Si leur patronyme laisse croire qu'en l'hôtel des frères Dénouement se trouve la clef de cette obscure affaire, ce n'est que le pénultième péril pour les orphelins et un leurre pour le spectateur naïf. Ce serait en effet mésestimer le goût prononcé de Monsieur Snicket pour les imbroglios alambiqués au burlesque funeste. Pour démêler ce nœud gordien , les Baudelaire devront trancher les amarres et mettre le cap vers le tout début pour enfin connaitre le fin mot de l'histoire.

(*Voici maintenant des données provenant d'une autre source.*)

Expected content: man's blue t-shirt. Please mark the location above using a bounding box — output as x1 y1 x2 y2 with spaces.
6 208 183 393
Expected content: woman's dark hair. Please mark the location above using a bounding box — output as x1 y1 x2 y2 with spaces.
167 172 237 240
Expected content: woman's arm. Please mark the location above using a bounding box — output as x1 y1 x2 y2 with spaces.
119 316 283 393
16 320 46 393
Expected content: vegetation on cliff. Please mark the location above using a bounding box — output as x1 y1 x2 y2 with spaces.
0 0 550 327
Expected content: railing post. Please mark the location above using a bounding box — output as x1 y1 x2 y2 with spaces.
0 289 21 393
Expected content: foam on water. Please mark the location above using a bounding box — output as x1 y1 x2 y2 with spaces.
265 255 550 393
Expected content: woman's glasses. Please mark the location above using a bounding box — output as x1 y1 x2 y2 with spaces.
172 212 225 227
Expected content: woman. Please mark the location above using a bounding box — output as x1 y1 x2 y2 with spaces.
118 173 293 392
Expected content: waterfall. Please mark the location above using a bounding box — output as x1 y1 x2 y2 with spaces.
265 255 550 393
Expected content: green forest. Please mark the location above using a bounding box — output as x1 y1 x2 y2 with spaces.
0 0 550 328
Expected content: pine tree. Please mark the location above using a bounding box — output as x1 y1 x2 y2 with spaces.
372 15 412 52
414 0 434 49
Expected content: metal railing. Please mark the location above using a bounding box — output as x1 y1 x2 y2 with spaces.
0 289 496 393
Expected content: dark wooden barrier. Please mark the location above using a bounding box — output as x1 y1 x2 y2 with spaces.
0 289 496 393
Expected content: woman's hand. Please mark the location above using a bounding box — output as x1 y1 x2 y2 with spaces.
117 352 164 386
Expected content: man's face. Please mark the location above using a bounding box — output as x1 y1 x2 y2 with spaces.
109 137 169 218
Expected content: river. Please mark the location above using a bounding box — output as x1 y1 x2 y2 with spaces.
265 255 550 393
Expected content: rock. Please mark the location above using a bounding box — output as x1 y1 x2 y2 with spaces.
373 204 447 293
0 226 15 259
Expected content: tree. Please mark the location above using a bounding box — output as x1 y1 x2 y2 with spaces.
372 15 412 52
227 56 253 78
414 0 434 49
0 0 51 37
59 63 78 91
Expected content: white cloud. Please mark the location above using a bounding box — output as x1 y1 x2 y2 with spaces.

La victoire est douce-amère, et nous rappelle que si nos ennemis sont mus par la haine, elle est elle-même souvent mue par la tristesse et le désespoir. Mais pour les Baudelaire, l'heure n'est plus au chagrin et pour nous est venu celle d'éteindre nos télés pour les laisser savourer leur liberté enfin retrouvée. Pour eux, c'est Vers la Fin qu'est le Début: celui d'une vie sans aucun doute riche en inventions ingénieuses, en lectures merveilleuses, en fine gastronomie pour solides quenottes.. et en aventures tout aussi passionnantes mais - souhaitons-leur! - moins affligeantes que leurs désastreuses mésaventures.